From mboxrd@z Thu Jan  1 00:00:00 1970
Return-Path: <linux-kernel-owner@vger.kernel.org>
Received: (majordomo@vger.kernel.org) by vger.kernel.org via listexpand
	id S1757663Ab2DIS0f (ORCPT <rfc822;w@1wt.eu>);
	Mon, 9 Apr 2012 14:26:35 -0400
Received: from mail-ob0-f174.google.com ([209.85.214.174]:56049 "EHLO
	mail-ob0-f174.google.com" rhost-flags-OK-OK-OK-OK) by vger.kernel.org
	with ESMTP id S1757367Ab2DIS0d (ORCPT
	<rfc822;linux-kernel@vger.kernel.org>);
	Mon, 9 Apr 2012 14:26:33 -0400
Message-ID: <4F8329D3.7000605@gmail.com>
Date: Tue, 10 Apr 2012 02:26:27 +0800
From: Xiao Guangrong <xiaoguangrong.eric@gmail.com>
User-Agent: Mozilla/5.0 (X11; Linux x86_64; rv:10.0.1) Gecko/20120216 Thunderbird/10.0.1
MIME-Version: 1.0
To: Marcelo Tosatti <mtosatti@redhat.com>
CC: Avi Kivity <avi@redhat.com>,
        Xiao Guangrong <xiaoguangrong@linux.vnet.ibm.com>,
        LKML <linux-kernel@vger.kernel.org>, KVM <kvm@vger.kernel.org>
Subject: Re: [PATCH 00/13] KVM: MMU: fast page fault
References: <4F742951.7080003@linux.vnet.ibm.com> <4F82E04E.6000900@redhat.com> <20120409175829.GB21894@amt.cnet>
In-Reply-To: <20120409175829.GB21894@amt.cnet>
Content-Type: text/plain; charset=UTF-8
Content-Transfer-Encoding: 7bit
Sender: linux-kernel-owner@vger.kernel.org
List-ID: <linux-kernel.vger.kernel.org>
X-Mailing-List: linux-kernel@vger.kernel.org

On 04/10/2012 01:58 AM, Marcelo Tosatti wrote:

> On Mon, Apr 09, 2012 at 04:12:46PM +0300, Avi Kivity wrote:
>> On 03/29/2012 11:20 AM, Xiao Guangrong wrote:
>>> * Idea
>>> The present bit of page fault error code (EFEC.P) indicates whether the
>>> page table is populated on all levels, if this bit is set, we can know
>>> the page fault is caused by the page-protection bits (e.g.

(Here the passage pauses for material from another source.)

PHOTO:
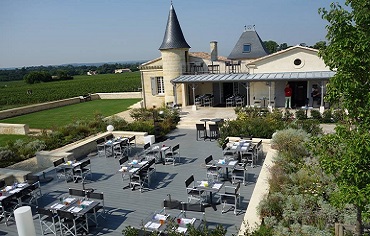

W/R bit) or
>>> the reserved bits.
>>>
>>> In KVM, in most cases, all this kind of page fault (EFEC.P = 1) can be
>>> simply fixed: the page fault caused by reserved bit
>>> (EFFC.P = 1 && EFEC.RSV = 1) has already been filtered out in fast mmio
>>> path. What we need do to fix the rest page fault (EFEC.P = 1 && RSV != 1)
>>> is just increasing the corresponding access on the spte.
>>>
>>> This pachset introduces a fast path to fix this kind of page fault: it
>>> is out of mmu-lock and need not walk host page table to get the mapping
>>> from gfn to pfn.
>>>
>>>
>>
>> This patchset is really worrying to me.
>>
>> It introduces a lot of concurrency into data structures that were not
>> designed for it.  Even if it is correct, it will be very hard to
>> convince ourselves that it is correct, and if it isn't, to debug those
>> subtle bugs.  It will also be much harder to maintain the mmu code than
>> it is now.
>>
>> There are a lot of things to check.  Just as an example, we need to be
>> sure that if we use rcu_dereference() twice in the same code path, that
>> any inconsistencies due to a write in between are benign.  Doing that is
>> a huge task.
>>
>> But I appreciate the performance improvement and would like to see a
>> simpler version make it in.  This needs to reduce the amount of data
>> touched in the fast path so it is easier to validate, and perhaps reduce
>> the number of cases that the fast path works on.
>>
>> I would like to see the fast path as simple as
>>
>>   rcu_read_lock();
>>
>>   (lockless shadow walk)
>>   spte = ACCESS_ONCE(*sptep);
>>
>>   if (!(spte & PT_MAY_ALLOW_WRITES))
>>         goto slow;
>>
>>   gfn = kvm_mmu_page_get_gfn(sp, sptep - sp->sptes)
>>   mark_page_dirty(kvm, gfn);
>>
>>   new_spte = spte & ~(PT64_MAY_ALLOW_WRITES | PT_WRITABLE_MASK);
>>   if (cmpxchg(sptep, spte, new_spte) != spte)
>>        goto slow;
>>
>>   rcu_read_unlock();
>>   return;
>>
>> slow:
>>   rcu_read_unlock();
>>   slow_path();
>>
>> It now becomes the responsibility of the slow path to maintain *sptep &
>> PT_MAY_ALLOW_WRITES, but that path has a simpler concurrency model.  It
>> can be as simple as a clear_bit() before we update sp->gfns[] or if we
>> add host write protection.
>>
>> Sorry, it's too complicated for me.  Marcelo, what's your take?
> 
> The improvement is small and limited to special cases (migration should
> be rare and framebuffer memory accounts for a small percentage of total
> memory).


Actually, although the framebuffer is small but it is modified really
frequently, and another unlucky things is that dirty-log is also
very frequently and need hold mmu-lock to do write-protect.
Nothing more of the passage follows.